There are some nice ideas from zen. In Hindu as well as Buddhist thought there is mention of being and becoming. Of the action and the object. The thought and thinker. It all seems to come down to there are two natures, things and actions. Which is summed in the two words being and becoming. Things exist. Or they are coming into existence, though to be coming into existence is to exist. The action is not the thing and the thing is not the action. Everything is. Also everything does. (Action does not always imply movement.)
I've read that many times in religious literature but don't usually make the connection and realize what it means.
One thing I don't like reading in zen is how often the teachers hit their students. It was very telling in an old tale where the monk asked his master some obscure question and was hit in reply. The master said "If I do not hit you for that question the other masters will laugh at me."
Hitting is part of being a zen teacher. Being hit is part of being a zen student. Yet hitting in and of itself does not lead to enlightenment, nor does it not lead to enlightenment. It merely is what zen teachers do. Part of their true nature, rather their expected role. Pity the poor zen master.
Anyway the main message of zen, and most or all religions for that matter, is to realize your true nature.

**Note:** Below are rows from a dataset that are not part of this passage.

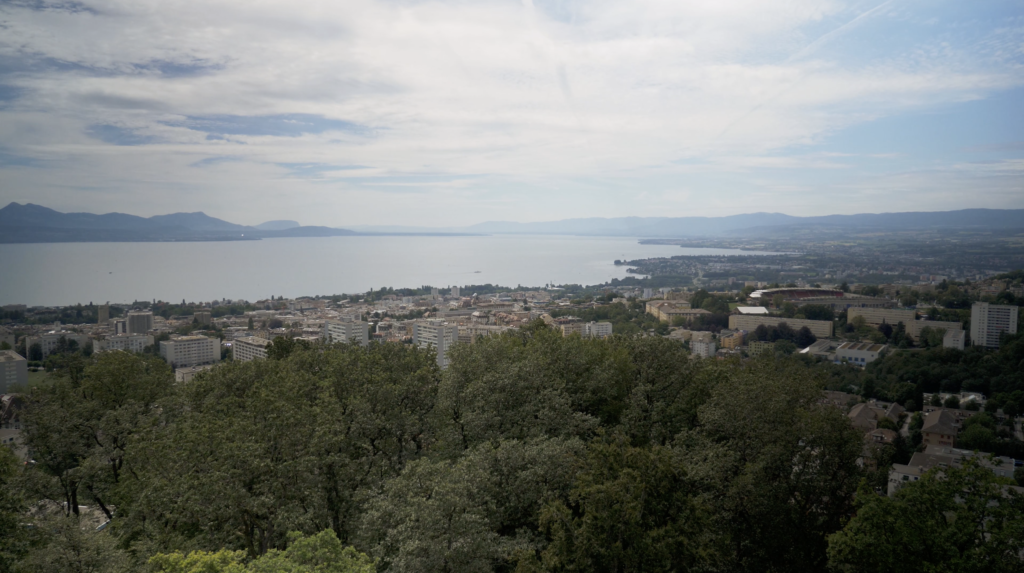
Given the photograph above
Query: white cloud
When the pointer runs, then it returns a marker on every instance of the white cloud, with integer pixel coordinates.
(461, 101)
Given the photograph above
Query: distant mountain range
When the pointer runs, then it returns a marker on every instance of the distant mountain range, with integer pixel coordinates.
(754, 224)
(32, 223)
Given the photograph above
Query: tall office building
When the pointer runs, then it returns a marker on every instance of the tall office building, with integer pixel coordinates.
(988, 321)
(139, 321)
(437, 334)
(13, 370)
(347, 328)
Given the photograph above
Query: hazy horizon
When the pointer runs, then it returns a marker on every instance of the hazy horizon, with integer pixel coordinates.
(438, 114)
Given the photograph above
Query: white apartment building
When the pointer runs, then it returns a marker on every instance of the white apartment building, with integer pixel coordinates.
(876, 316)
(190, 351)
(953, 339)
(188, 373)
(127, 343)
(13, 370)
(598, 329)
(50, 341)
(859, 353)
(702, 348)
(988, 321)
(436, 334)
(139, 321)
(346, 328)
(249, 348)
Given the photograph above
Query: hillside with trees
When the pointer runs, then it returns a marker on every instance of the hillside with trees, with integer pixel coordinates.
(530, 452)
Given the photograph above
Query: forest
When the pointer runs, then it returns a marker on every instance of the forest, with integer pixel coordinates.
(530, 452)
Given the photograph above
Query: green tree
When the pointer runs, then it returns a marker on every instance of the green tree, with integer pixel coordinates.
(957, 520)
(780, 471)
(315, 554)
(630, 510)
(13, 535)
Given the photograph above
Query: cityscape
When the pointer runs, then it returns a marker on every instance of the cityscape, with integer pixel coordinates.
(511, 287)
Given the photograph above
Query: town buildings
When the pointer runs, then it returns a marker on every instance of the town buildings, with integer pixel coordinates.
(436, 334)
(189, 372)
(859, 353)
(702, 347)
(249, 348)
(944, 456)
(51, 341)
(820, 328)
(190, 351)
(940, 429)
(13, 370)
(990, 320)
(348, 329)
(139, 321)
(127, 343)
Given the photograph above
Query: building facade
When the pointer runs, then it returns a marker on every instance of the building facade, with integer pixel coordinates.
(988, 321)
(50, 342)
(820, 328)
(188, 373)
(436, 334)
(877, 316)
(127, 343)
(190, 351)
(346, 329)
(139, 321)
(702, 348)
(249, 348)
(859, 353)
(13, 370)
(598, 329)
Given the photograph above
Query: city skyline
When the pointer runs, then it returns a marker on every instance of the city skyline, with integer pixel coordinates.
(436, 114)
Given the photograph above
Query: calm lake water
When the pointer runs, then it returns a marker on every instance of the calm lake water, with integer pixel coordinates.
(83, 272)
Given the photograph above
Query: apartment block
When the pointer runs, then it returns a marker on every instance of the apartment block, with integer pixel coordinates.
(598, 329)
(127, 343)
(50, 342)
(139, 321)
(988, 321)
(346, 328)
(877, 316)
(859, 353)
(249, 348)
(702, 348)
(820, 328)
(436, 334)
(13, 370)
(190, 351)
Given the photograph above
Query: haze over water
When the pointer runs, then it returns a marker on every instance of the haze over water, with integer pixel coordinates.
(82, 272)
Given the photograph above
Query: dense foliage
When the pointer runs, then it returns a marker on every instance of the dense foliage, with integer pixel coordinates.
(529, 452)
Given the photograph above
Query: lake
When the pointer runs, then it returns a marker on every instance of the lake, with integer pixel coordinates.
(82, 272)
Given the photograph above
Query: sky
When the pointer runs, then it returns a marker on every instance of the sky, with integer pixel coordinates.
(453, 113)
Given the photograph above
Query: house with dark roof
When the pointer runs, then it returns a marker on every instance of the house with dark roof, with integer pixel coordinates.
(940, 428)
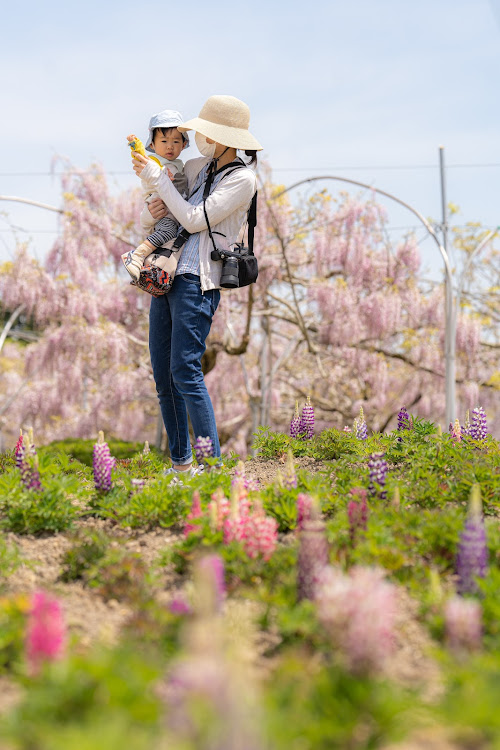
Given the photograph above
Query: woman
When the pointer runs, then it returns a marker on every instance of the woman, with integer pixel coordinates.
(180, 321)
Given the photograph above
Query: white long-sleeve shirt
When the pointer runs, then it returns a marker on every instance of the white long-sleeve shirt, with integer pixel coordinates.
(226, 206)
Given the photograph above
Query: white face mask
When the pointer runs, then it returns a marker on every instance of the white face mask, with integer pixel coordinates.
(206, 149)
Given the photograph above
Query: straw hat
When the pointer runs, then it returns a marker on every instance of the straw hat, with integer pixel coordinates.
(225, 120)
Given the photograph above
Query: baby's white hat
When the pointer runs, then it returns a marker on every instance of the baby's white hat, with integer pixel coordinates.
(168, 118)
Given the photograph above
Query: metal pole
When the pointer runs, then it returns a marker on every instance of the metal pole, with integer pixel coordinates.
(450, 317)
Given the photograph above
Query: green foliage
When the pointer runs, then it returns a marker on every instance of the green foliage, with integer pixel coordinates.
(333, 710)
(105, 690)
(82, 449)
(89, 547)
(29, 512)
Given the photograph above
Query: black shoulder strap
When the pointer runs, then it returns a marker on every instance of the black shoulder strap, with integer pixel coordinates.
(252, 211)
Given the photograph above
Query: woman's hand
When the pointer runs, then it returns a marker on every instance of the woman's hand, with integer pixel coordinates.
(157, 209)
(139, 162)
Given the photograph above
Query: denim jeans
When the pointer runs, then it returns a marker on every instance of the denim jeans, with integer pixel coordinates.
(179, 323)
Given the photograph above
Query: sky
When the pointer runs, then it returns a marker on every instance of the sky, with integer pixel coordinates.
(361, 89)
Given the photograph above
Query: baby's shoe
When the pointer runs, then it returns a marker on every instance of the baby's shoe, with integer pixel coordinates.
(134, 260)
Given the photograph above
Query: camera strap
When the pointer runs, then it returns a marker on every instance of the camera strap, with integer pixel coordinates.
(252, 211)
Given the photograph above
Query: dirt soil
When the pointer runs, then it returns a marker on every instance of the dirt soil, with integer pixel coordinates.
(91, 618)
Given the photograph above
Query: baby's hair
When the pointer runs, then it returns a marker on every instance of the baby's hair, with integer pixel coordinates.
(253, 154)
(164, 131)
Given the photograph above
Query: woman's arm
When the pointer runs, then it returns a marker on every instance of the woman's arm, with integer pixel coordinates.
(228, 195)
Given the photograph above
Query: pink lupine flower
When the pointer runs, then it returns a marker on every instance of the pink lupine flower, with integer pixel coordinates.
(358, 610)
(295, 423)
(260, 534)
(304, 508)
(312, 557)
(463, 624)
(193, 515)
(290, 477)
(103, 463)
(46, 632)
(456, 431)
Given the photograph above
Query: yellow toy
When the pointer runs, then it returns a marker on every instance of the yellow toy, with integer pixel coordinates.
(137, 147)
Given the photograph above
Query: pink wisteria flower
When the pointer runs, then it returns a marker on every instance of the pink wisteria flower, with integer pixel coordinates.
(46, 631)
(358, 611)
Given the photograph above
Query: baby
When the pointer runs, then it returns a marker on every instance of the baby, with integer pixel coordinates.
(166, 143)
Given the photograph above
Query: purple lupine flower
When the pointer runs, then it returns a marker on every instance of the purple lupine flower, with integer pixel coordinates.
(357, 513)
(479, 426)
(295, 423)
(463, 624)
(472, 555)
(360, 425)
(137, 486)
(203, 448)
(306, 426)
(27, 463)
(466, 426)
(312, 557)
(359, 612)
(378, 472)
(290, 477)
(304, 509)
(405, 422)
(103, 463)
(456, 431)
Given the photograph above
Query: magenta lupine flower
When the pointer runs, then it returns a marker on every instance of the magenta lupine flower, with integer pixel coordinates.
(290, 477)
(304, 509)
(203, 448)
(463, 625)
(137, 486)
(295, 423)
(360, 425)
(479, 426)
(212, 568)
(405, 422)
(456, 431)
(19, 443)
(378, 472)
(27, 463)
(465, 429)
(194, 514)
(472, 555)
(357, 513)
(46, 632)
(312, 557)
(103, 463)
(358, 611)
(306, 426)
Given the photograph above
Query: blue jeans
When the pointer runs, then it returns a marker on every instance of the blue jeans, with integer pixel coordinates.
(179, 323)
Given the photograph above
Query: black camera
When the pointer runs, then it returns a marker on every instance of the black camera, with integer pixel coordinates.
(230, 277)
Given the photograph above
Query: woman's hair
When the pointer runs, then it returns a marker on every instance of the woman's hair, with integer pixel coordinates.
(253, 154)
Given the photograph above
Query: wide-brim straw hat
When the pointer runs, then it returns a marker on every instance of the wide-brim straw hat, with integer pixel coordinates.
(225, 120)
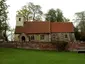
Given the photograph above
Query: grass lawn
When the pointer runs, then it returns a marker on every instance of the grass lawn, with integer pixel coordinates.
(21, 56)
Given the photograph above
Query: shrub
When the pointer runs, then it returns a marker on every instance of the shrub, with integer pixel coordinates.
(61, 45)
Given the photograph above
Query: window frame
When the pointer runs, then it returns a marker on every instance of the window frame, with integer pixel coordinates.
(42, 37)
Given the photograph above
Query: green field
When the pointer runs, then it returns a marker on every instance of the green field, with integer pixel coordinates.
(21, 56)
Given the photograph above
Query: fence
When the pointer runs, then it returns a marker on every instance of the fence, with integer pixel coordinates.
(70, 46)
(29, 45)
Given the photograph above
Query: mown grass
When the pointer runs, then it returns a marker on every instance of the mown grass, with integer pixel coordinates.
(21, 56)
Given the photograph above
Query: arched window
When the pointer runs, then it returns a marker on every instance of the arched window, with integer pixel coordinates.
(23, 38)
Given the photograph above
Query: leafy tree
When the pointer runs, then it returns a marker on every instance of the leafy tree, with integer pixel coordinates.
(51, 15)
(35, 10)
(55, 15)
(3, 18)
(25, 13)
(59, 15)
(30, 12)
(80, 21)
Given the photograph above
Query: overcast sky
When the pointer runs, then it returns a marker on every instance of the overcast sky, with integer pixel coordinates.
(68, 7)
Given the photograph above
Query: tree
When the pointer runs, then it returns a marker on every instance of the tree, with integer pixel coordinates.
(24, 12)
(80, 21)
(30, 12)
(3, 18)
(55, 15)
(60, 17)
(51, 15)
(35, 10)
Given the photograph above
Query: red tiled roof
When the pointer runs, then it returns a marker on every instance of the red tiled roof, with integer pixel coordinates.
(45, 27)
(62, 27)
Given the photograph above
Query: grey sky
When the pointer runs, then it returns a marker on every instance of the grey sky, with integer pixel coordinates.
(69, 7)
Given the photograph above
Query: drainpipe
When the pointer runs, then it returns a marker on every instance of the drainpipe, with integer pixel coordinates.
(50, 31)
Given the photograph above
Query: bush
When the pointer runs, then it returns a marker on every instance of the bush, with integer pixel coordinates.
(61, 45)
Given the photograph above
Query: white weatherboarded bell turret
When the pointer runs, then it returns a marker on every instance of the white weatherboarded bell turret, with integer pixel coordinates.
(19, 20)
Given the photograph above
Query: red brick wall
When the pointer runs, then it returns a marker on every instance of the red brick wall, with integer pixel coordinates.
(30, 45)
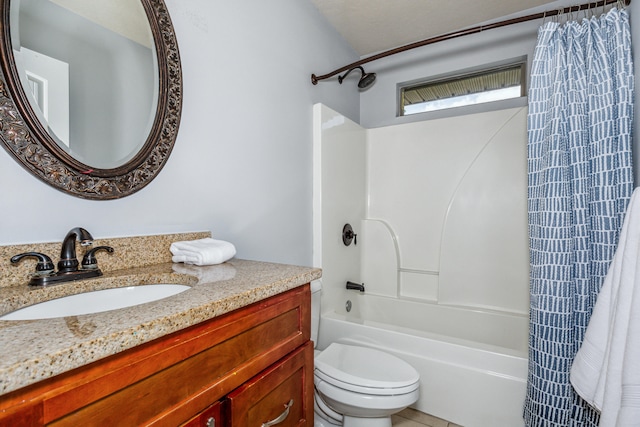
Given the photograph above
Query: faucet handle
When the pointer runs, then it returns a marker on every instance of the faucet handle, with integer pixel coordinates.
(89, 261)
(44, 265)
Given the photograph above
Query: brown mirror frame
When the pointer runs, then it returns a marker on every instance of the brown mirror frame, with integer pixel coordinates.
(24, 137)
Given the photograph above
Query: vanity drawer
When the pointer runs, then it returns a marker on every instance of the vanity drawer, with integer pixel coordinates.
(282, 395)
(167, 381)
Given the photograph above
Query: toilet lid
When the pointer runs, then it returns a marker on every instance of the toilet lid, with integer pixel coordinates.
(365, 367)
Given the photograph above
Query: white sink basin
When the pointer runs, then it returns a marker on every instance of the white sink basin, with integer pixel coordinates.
(95, 302)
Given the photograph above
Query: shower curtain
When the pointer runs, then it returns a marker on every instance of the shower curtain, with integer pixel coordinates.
(580, 182)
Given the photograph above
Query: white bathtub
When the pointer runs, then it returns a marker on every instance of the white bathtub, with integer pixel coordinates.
(472, 364)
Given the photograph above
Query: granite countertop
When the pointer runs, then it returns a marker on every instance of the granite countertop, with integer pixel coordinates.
(34, 350)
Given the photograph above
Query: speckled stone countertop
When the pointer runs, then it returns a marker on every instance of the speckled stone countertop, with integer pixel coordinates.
(34, 350)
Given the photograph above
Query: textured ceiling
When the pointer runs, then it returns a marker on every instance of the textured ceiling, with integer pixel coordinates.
(372, 26)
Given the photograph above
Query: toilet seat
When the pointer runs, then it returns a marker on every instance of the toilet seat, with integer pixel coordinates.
(365, 370)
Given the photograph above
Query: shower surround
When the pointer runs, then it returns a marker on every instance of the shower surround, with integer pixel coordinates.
(440, 211)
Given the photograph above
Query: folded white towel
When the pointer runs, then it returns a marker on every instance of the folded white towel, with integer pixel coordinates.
(606, 369)
(202, 252)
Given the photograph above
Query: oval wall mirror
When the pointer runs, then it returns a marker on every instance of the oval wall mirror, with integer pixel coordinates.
(91, 92)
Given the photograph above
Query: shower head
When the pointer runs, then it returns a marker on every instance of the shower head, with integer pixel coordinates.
(365, 81)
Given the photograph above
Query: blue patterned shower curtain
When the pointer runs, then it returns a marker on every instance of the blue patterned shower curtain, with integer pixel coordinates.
(580, 182)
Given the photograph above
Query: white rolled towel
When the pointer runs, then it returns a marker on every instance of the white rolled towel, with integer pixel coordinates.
(206, 251)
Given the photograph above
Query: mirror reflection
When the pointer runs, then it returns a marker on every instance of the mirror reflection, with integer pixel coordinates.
(89, 70)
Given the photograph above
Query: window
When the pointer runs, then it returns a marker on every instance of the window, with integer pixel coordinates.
(492, 84)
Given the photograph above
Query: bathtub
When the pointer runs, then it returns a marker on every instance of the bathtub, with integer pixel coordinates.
(472, 364)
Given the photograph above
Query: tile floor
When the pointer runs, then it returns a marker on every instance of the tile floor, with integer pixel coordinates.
(412, 418)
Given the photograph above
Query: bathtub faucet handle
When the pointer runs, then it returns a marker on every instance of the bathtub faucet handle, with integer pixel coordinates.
(355, 286)
(348, 235)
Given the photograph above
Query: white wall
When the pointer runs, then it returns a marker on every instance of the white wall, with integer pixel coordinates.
(241, 166)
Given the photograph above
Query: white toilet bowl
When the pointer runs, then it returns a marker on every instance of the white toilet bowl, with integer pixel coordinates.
(363, 386)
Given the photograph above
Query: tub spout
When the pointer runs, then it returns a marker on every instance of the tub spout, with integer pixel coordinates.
(355, 286)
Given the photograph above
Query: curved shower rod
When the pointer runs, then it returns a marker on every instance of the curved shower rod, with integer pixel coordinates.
(592, 5)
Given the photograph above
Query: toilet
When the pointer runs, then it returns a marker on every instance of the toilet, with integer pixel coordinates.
(358, 386)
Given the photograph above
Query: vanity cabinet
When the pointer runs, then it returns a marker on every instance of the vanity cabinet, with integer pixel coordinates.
(248, 367)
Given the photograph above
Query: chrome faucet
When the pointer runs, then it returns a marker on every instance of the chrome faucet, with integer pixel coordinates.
(68, 266)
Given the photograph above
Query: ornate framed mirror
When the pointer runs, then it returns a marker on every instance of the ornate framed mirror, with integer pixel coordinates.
(109, 131)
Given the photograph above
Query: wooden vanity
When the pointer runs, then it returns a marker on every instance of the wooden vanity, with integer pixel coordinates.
(251, 366)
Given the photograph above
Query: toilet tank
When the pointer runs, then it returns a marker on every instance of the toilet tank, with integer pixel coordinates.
(316, 293)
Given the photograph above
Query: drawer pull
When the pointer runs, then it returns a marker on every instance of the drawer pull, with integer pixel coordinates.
(281, 417)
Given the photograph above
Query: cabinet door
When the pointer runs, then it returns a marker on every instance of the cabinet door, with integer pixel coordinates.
(281, 396)
(210, 417)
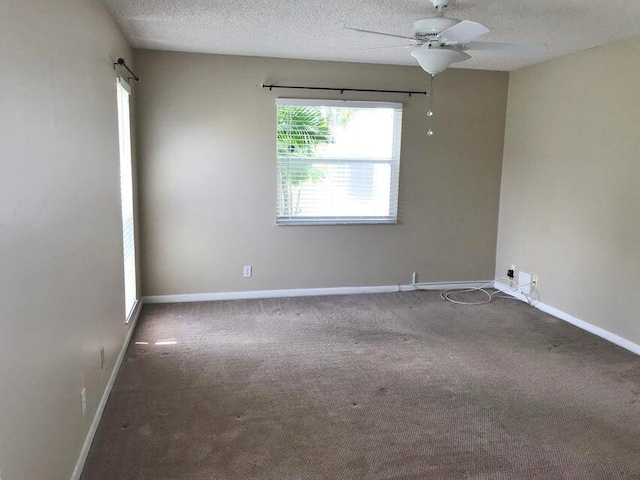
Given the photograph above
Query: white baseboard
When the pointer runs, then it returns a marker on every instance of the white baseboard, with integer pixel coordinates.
(306, 292)
(451, 285)
(600, 332)
(77, 471)
(297, 292)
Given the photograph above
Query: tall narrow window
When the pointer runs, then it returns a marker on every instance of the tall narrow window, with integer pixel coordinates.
(338, 161)
(126, 194)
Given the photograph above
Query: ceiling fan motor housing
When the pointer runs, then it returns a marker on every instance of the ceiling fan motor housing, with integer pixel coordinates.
(430, 28)
(439, 4)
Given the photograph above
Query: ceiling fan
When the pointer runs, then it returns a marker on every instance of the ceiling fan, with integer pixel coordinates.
(440, 41)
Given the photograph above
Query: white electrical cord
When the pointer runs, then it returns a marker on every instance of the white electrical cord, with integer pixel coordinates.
(447, 294)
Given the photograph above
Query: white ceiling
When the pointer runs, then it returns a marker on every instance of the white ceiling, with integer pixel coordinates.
(313, 29)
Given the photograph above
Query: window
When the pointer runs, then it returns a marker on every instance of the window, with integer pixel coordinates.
(338, 162)
(126, 195)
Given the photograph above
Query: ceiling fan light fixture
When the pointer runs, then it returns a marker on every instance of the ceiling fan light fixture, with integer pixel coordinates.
(436, 60)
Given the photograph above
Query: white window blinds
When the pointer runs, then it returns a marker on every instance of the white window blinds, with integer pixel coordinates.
(338, 162)
(126, 193)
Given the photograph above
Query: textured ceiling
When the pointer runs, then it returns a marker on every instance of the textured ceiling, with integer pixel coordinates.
(314, 29)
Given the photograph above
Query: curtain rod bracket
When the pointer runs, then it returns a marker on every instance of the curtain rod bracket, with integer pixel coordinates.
(122, 63)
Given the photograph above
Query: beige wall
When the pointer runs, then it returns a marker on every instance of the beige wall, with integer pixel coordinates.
(570, 201)
(61, 275)
(207, 143)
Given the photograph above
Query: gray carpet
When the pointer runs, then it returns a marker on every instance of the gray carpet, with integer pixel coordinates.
(387, 386)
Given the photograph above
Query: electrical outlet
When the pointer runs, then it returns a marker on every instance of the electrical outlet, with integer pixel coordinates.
(524, 282)
(83, 401)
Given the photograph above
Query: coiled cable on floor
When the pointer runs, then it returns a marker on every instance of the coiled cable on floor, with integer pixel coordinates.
(447, 294)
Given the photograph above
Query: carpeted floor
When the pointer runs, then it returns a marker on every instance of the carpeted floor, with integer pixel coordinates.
(386, 386)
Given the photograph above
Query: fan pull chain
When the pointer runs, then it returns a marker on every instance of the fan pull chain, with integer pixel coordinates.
(430, 111)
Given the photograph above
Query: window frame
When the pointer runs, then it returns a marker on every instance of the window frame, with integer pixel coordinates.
(125, 155)
(393, 162)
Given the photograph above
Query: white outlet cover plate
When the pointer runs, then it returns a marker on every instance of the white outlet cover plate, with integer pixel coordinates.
(524, 282)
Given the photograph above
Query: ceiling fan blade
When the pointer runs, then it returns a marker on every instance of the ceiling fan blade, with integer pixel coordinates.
(393, 46)
(513, 48)
(379, 33)
(462, 32)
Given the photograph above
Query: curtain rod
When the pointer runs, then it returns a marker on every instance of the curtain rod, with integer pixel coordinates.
(342, 90)
(122, 63)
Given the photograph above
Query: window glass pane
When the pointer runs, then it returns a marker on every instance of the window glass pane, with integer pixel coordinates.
(338, 164)
(126, 193)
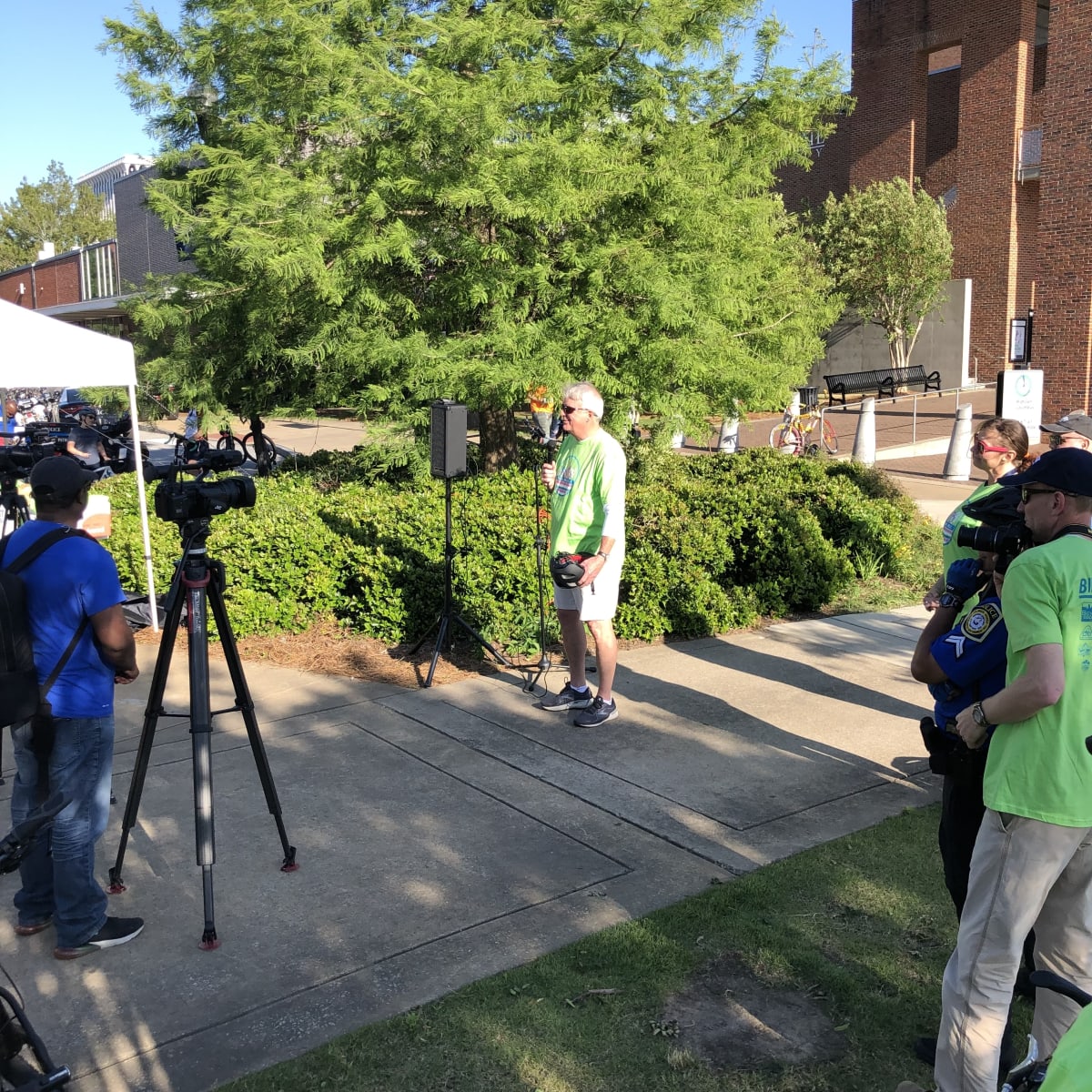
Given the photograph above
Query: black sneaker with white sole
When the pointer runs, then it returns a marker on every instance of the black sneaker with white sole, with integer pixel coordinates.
(117, 931)
(599, 713)
(569, 698)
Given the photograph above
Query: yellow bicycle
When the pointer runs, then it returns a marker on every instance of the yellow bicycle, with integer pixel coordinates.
(804, 432)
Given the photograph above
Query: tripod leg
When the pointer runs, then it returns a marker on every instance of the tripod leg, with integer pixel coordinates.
(440, 634)
(152, 713)
(485, 644)
(197, 579)
(413, 651)
(246, 705)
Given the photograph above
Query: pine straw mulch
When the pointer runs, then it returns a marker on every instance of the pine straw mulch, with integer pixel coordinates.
(326, 649)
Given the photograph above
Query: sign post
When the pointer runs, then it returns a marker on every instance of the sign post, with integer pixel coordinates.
(1020, 398)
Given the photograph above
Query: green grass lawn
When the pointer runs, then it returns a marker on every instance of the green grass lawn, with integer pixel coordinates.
(862, 925)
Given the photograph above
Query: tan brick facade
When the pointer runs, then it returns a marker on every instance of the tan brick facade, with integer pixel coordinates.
(1024, 240)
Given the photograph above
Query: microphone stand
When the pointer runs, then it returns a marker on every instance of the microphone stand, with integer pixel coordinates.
(541, 539)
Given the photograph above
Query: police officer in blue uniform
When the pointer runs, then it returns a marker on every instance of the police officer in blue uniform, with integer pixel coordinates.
(964, 661)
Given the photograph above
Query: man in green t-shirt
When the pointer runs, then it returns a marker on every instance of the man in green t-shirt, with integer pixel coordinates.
(588, 518)
(1032, 864)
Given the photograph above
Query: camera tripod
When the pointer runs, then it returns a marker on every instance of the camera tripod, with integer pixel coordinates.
(448, 614)
(199, 581)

That wouldn't be a bad slogan to have sitting on a desk or on the wall to see regularly.
Sometimes I say "know thyself" and sit there with no thoughts and then go, "now what?." But if thinking is important (and thinking is part of my true nature) then it is always possible to come up with things that are not part of my nature and even some ideas of things that are. The trick is that these ideas can be simple and obvious, they do not have to be profound.
When trying to realize your true nature it is easy to look at the affectations picked up over the years, character traits, and say that is part of my true nature. While such traits will point to some aspect of our nature (there must be a reason why we have adopted them) they are often superficial. Left long enough, they become part of who we think we are. Yet it is the basic traits the underlying core that defines who we really are. Our perceptions of ourselves, our social situations, our accomplishments create judgements we bring upon ourselves. But what is it that we really are? What aspects really manifest themselves throughout?